До нас — если не считать испытательных рейсов — летали лишь к Альфе Центавра и Сириусу. Мы первыми ушли к Фомальгауту. В тот день, когда буксирные ракеты повели «Данко» к стартовой зоне, в списках экспедиции числилось сто десять человек. Полет продолжался больше года. Тридцать две планеты, обращающиеся вокруг ослепительно белого солнца, — это вознаградило нас за все. Мы считали, что трудности позади. Но из четырех разведывательных групп, ушедших к планетам, вернулась только одна — с Грозы. Тогда мы высадились на Грозе. Мы построили ракетодром и базу, наши реапланы облетели Грозу от полюса до полюса.
Она странная, эта планета. Вначале она показалась нам удивительно тихой. Но ее ураганы… таких ураганов на Земле не знали. Они обрушивались внезапно. Три минуты черного хаоса — всего три минуты, — и снова тишина.
Нас было пятеро, когда мы вылетели на «Данко» в обратный путь. Восемьдесят четыре человека остались на Грозе.
Да, это странная планета. Быть может, все дело в том, что она безлюдна. Смотришь на лес и думаешь — за ним обязательно должен быть город: ведь и лес, и птицы, и река — все, как на Земле! И знаешь, что нет городов, нет ни одного человеческого жилища на всей планете…
Я помню, «Данко» опустился на рассвете, и первое, что мы увидели, — это зарево, охватившее полнеба. Краски были такими плотными, что казалось, до них можно дотронуться… Потом мы смотрели на это небо с недоумением. Для кого эти рассветы? Зачем они?!
На Земле тоже есть пустыни — ледяные, песчаные. Но самые пустынные пустыни — когда нет людей. После отлета «Данко» на Грозе осталась крохотная исследовательская станция: шестнадцать врытых в скалистую почву домиков, две обсерватории, ангары, а кругом — безлюдная пустыня, охватившая всю планету: все ее океаны, моря, горы, леса, степи…
День за днем, неделю за неделей я вспоминал о тех, кто остался на Грозе. Сейчас я уже не помню, как появилась мысль, что я первым увижу Землю. С этого момента трудно было думать о чем-то другом.

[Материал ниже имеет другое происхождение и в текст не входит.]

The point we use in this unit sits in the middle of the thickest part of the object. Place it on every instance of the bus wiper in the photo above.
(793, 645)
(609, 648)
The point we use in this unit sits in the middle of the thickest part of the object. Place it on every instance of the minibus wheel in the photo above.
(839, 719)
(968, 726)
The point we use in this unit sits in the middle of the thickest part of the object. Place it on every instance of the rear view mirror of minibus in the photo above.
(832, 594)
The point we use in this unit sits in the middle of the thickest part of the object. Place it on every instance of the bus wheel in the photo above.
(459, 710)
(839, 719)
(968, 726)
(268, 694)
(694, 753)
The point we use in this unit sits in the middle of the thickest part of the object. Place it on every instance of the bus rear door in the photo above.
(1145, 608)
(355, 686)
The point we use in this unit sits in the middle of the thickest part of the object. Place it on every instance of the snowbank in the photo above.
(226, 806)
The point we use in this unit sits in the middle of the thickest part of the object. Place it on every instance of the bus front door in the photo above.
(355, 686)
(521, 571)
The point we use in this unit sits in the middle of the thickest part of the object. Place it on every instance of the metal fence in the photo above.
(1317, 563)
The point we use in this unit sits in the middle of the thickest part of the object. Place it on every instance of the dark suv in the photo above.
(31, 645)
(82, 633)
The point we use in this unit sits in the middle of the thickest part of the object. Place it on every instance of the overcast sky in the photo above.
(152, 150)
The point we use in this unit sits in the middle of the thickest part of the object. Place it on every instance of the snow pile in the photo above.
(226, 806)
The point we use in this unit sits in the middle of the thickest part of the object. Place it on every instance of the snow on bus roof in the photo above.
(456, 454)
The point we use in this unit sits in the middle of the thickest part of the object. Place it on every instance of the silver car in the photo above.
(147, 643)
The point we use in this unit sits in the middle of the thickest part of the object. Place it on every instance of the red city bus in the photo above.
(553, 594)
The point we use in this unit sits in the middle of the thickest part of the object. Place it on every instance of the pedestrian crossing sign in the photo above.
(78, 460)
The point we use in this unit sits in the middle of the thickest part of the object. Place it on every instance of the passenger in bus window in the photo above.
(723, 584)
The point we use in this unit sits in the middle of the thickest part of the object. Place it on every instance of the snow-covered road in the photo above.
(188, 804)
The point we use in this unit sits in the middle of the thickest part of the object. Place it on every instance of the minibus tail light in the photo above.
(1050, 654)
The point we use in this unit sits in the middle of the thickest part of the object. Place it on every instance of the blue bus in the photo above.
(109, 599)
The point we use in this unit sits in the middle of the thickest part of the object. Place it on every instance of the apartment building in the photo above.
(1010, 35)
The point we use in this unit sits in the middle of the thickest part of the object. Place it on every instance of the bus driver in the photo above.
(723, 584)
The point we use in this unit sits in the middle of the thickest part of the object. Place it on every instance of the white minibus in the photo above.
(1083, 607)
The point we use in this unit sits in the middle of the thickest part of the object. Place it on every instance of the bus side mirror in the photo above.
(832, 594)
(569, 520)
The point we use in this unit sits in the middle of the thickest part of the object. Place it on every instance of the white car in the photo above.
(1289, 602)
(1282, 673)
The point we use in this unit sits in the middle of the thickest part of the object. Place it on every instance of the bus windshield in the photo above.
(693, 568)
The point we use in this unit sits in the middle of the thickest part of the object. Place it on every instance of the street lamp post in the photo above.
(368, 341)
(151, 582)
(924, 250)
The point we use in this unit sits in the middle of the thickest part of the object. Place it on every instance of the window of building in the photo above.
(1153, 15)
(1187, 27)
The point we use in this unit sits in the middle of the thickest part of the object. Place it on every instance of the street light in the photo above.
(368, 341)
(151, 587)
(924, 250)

У нас давно вышла из строя система оптической связи. Радиоволны не пробивались сквозь помехи. Но обе телескопические установки сохранились. И экран кормового телескопа был здесь, в обсерватории!
Я подсчитал, когда сила телескопа окажется достаточной и на экране можно будет разглядеть Землю. Получилось — через девяносто восемь часов. Тогда я повернул кресло так, чтобы видеть экран. Он был светло-серый: матовая серебристая поверхность — метр на метр.

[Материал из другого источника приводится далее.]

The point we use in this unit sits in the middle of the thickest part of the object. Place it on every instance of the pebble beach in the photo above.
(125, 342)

«Данко» шел в режиме торможения, отражателем в сторону Земли. Пока работает двигатель, нельзя включать кормовой телескоп. Пройдет девяносто восемь часов, думал я, инженер остановит, обязательно остановит двигатель, все поднимутся в обсерваторию, и мы будем смотреть на Землю. А я увижу ее раньше всех, потому что экран оживет сразу же, как остановится двигатель. Другим нужно время, чтобы прийти сюда, когда исчезнет перегрузка, а я уже здесь, мое кресло в трех метрах от экрана.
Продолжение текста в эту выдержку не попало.